An X-ray film can detect both the radioactive and chemiluminescent signals from Western, Northern or Southern blot. It is placed against the blot membrane in a light-proof cassette. After the exposure for an appropriate time period, the film is developed by an auto-processor in a darkroom.
The northern blot is used to study gene expression by detection of RNA (or isolated mRNA). A general blotting procedure starts with the separation of RNA by electrophoresis. The RNA can then be transferred to a nylon membrane through a capillary system and detected with a hybridization probe.
The Southern blot is used to detect a specific DNA sequence in DNA samples. A general blotting procedure starts with the separation of digested DNA fragments. The DNA can then be transferred to a nylon membrane through a capillary system and detected with a hybridization probe.
Western Blotting is an analytical technique used to detect specific proteins in a given sample. It uses gel electrophoresis to separate native or denatured proteins by the length of the polypeptide. The proteins are then transferred to a membrane where they are detected using antibodies specific to the target protein.

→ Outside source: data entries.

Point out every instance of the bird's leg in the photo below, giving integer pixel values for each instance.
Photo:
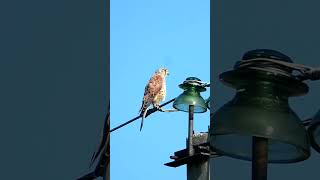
(157, 106)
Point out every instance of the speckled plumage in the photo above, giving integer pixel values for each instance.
(155, 91)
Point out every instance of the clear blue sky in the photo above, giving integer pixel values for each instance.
(146, 35)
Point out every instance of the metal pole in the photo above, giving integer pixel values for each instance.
(190, 130)
(259, 158)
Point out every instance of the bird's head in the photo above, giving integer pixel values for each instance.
(163, 71)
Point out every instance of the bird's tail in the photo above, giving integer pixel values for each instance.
(143, 116)
(143, 112)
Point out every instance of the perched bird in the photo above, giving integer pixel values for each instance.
(154, 92)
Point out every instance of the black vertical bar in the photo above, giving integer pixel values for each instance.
(259, 158)
(190, 130)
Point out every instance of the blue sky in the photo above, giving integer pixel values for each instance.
(146, 35)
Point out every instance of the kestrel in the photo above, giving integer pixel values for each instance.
(154, 92)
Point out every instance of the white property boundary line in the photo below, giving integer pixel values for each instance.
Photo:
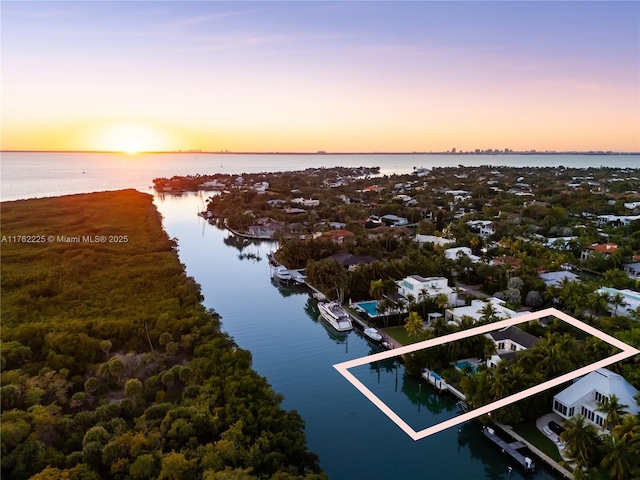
(626, 352)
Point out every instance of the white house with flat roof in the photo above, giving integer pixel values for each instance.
(555, 278)
(583, 396)
(421, 288)
(475, 310)
(440, 241)
(631, 300)
(508, 341)
(455, 252)
(632, 269)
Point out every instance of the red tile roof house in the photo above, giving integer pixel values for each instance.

Ponceau S is a rapid and reversible staining method for locating protein bands on Western blots producing reddish pink stained bands. The stain is useful because it does not appear to have a deleterious effect on the sequencing of blotted polypeptides and can be completely removed from the protein bands by continued washing.
SNAP i.d.™ System is a fast and convenient method for the detection of immunoreactive proteins on western blots. The amount of time required for immunodetection is greatly reduced in 30 minutes with this unique vacuum-driven system.
There are several wash steps involved in western blot protocol. Abnova designed a western blot washer machine which can change the washing buffer automatically and shake by programs we setup.